Supreme Court, Kings County
Nov 8, 2021
2021 N.Y. Slip Op. 32227 (N.Y. Sup. Ct. 2021)

Opinion

Index 113/21

11-08-2021

VINCENT SCARCELLA, ANASTASIA BLYAKHER, GARY DANIELS, OLGA SCARCELLA, and LUBA SEMENOV, Petitioners, v. THE SEA GATE ASSOCIATION, Respondent.


Unpublished Opinion

HON. KAREN B. ROTHENBERG, J. S. C.

The following e-filed papers read herein: NYSCEF Nos.:

Notice of Motion/Order to Show Cause/ Petition/Cross Motion and Affidavits (Affirmations) Annexed 3, 10-11

Opposing Affidavits (Affirmations) 11, 23, 29

Affidavits/ Affirmations in Reply 32

Other Papers: Affidavit in Support 23

Pro se Petitioners Vincent Scarcella, Anastasia Blyakher, Gary Daniels, Olga Scarcella and Luba Semenov commenced this proceeding, by order to show cause (OSC) and petition, seeking the following relief: (a) removal of each member of the Board of Directors of respondent Sea Gate Association; (b) an injunction enjoining each member of the Board of Directors from future service as an officer, director, trustee or fiduciary of any not-for-profit or charitable organization incorporated or authorized to conduct business in New York State; (c) a forensic audit of respondent's financial data and documentation for the fiscal and calendar years ending 2017, 2018, 2019 and 2020, with results reported to the court; (d) appointment of a temporary Trustee with legal authority to manage and operate respondent until such time as a new Board of Directors is elected to perform such duties; (e) an injunction enjoining any current or past member of respondent's Board of Directors or any of its representatives or agents from altering, changing, amending, moving, removing and/or destroying any documentation belonging to respondent, whether located in respondent's office or at any other location; (f) formation of an advisory committee comprised of four of the named petitioners to act, on a non-paid basis, in an advisory and consulting capacity for the benefit of the Trustee; (g) an injunction enjoining respondent from entering into any new contractual agreements until such time as the Trustee reviews and approves such potential agreement(s); and (h) an order directing an election, to be supervised by the Trustee, for a new Board of Directors.
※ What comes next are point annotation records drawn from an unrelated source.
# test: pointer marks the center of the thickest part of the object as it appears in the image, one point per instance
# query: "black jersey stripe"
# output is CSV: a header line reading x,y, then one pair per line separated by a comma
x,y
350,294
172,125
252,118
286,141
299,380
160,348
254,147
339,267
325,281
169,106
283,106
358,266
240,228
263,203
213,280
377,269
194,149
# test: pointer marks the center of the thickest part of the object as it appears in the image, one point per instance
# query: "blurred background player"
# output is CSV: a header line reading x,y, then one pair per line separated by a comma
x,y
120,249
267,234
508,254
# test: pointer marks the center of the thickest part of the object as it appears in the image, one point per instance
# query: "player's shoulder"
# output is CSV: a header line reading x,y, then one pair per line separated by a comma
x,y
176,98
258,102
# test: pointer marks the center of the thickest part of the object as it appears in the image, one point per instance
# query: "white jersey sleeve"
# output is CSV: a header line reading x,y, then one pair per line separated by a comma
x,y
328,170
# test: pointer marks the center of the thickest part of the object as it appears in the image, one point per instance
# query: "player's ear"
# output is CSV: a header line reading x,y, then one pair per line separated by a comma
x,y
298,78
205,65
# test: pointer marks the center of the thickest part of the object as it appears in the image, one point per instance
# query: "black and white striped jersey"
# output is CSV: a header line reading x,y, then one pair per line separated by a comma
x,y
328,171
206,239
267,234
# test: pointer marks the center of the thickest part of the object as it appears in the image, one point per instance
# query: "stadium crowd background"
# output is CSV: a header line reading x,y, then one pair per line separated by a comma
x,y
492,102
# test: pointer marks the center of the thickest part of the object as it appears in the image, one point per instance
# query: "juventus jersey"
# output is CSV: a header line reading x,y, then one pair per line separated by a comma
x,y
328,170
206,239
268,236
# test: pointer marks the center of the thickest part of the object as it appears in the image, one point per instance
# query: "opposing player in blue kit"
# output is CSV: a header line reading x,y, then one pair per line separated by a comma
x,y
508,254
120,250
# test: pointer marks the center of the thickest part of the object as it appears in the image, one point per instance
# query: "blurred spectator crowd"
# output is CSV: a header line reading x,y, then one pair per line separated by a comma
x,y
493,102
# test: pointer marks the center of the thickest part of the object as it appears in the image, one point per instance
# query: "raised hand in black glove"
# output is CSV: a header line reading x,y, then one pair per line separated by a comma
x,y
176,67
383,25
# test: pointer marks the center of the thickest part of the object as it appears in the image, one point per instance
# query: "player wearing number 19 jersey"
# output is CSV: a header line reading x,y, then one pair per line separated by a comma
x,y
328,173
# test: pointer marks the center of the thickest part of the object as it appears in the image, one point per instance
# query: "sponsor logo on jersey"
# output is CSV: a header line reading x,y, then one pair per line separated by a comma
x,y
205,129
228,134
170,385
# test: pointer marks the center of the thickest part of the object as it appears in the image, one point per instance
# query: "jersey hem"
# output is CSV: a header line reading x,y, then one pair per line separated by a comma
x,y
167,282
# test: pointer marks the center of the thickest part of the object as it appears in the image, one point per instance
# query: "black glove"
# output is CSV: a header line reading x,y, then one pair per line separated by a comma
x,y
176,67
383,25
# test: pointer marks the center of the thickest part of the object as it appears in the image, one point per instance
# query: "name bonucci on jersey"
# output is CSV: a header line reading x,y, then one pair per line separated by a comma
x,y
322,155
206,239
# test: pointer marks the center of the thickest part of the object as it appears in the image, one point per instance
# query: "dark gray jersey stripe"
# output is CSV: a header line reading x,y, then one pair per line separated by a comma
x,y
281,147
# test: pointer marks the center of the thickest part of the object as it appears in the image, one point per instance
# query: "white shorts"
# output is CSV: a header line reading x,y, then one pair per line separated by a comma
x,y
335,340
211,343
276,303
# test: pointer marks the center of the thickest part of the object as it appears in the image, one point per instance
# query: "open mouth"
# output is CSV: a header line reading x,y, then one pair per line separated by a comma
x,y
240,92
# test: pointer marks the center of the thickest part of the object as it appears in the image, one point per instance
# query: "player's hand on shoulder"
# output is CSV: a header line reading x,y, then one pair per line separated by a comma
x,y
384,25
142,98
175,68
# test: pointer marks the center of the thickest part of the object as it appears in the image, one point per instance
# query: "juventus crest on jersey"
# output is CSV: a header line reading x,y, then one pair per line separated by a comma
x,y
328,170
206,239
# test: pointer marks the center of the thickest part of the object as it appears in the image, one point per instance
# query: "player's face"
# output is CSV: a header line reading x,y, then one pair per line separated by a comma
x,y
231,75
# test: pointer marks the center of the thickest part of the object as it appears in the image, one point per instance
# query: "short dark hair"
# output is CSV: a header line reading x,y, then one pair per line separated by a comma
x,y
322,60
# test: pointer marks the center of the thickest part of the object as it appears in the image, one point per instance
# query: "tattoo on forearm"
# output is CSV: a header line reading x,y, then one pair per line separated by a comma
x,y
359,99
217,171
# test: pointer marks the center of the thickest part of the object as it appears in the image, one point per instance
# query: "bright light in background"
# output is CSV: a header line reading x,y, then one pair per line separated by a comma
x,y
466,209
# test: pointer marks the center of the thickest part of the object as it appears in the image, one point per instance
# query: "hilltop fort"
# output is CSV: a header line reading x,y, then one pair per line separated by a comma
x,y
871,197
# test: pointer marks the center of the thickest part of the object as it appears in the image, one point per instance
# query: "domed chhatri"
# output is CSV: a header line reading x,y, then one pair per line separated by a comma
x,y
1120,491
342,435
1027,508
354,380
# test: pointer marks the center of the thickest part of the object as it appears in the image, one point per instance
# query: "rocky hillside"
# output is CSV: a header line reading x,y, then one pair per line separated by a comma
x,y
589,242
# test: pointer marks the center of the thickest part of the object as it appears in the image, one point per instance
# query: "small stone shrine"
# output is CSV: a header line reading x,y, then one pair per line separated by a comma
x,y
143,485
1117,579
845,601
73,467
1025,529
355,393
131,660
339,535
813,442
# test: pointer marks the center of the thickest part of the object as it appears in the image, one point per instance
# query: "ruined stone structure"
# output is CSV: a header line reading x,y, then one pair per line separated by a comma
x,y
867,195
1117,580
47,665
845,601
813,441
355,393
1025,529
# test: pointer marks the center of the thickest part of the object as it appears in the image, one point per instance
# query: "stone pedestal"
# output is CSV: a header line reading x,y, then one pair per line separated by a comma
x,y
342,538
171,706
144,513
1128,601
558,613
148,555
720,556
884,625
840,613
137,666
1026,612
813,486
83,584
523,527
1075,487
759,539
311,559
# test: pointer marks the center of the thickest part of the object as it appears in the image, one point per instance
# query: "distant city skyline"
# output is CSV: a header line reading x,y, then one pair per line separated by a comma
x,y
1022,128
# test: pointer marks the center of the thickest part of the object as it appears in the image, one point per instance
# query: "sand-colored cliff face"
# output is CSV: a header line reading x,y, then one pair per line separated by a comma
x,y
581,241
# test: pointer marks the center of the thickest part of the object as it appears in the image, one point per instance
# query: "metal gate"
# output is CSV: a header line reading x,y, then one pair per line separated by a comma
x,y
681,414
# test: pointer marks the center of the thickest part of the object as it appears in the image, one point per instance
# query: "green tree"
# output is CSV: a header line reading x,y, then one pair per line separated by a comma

Respondent cross-moves for an order: (1) pursuant to CPLR 217 and CPLR article 78, dismissing petitioner's petition as time-barred; (2) pursuant to CPLR 3211 (a) (10), 1001, 1003 and Not-For-Profit Corporations Law (N-PCL) § 618, dismissing the petition for failing to join necessary parties; (3) pursuant to CPLR 3211 (a) (7), 3013 and 3014, dismissing the petition for failing to state a cause of action; and (4) to the extent applicable, pursuant to CPLR 3016, dismissing the petition for failure to plead with particularity.

Respondent is a homeowners' association and not-for-profit corporation comprised of members residing in the private Sea Gate community in Brooklyn. Respondent is governed by a Board of Directors which is elected by the members and serves in accordance with respondent's by-laws. According to the petition, petitioners are members of respondent by their direct ownership of properties within the community of Sea Gate and/or the marital membership rights granted to them in accordance with respondent's by-laws. The essential claims set forth in the petition are that respondent's Board of Directors must be removed and replaced as they were not duly elected in accordance with internal rules and procedures; that certain members were wrongfully disenfranchised, adversely affecting election results; that from 2016 through 2019, respondent filed inaccurate or improper tax returns, containing falsehoods, thereby jeopardizing respondent's status as a not-for-profit, tax-exempt corporation and necessitating a Trustee to oversee and administer respondent until a new Board of Directors is elected; and that respondent is collecting excessive dues and charges from residents to fund the Sea Gate Police Department, which petitioners allege is comprised only of "peace officers" replaceable with a less expensive private security firm. Petitioners bring this proceeding pursuant to N-PCL §§ 202 (General and special powers), 618 (Power of supreme court respecting elections), 719 (Liability of directors in certain cases), 720 (Actions against directors, officers and key persons) and 1113 (Injunction). Respondent cross-moves to dismiss this proceeding on grounds that the claims are untimely, that petitioners failed to serve and join necessary parties (i.e., the individual directors) and that the petition does not comply with pleading requirements and fails to state a cause of action.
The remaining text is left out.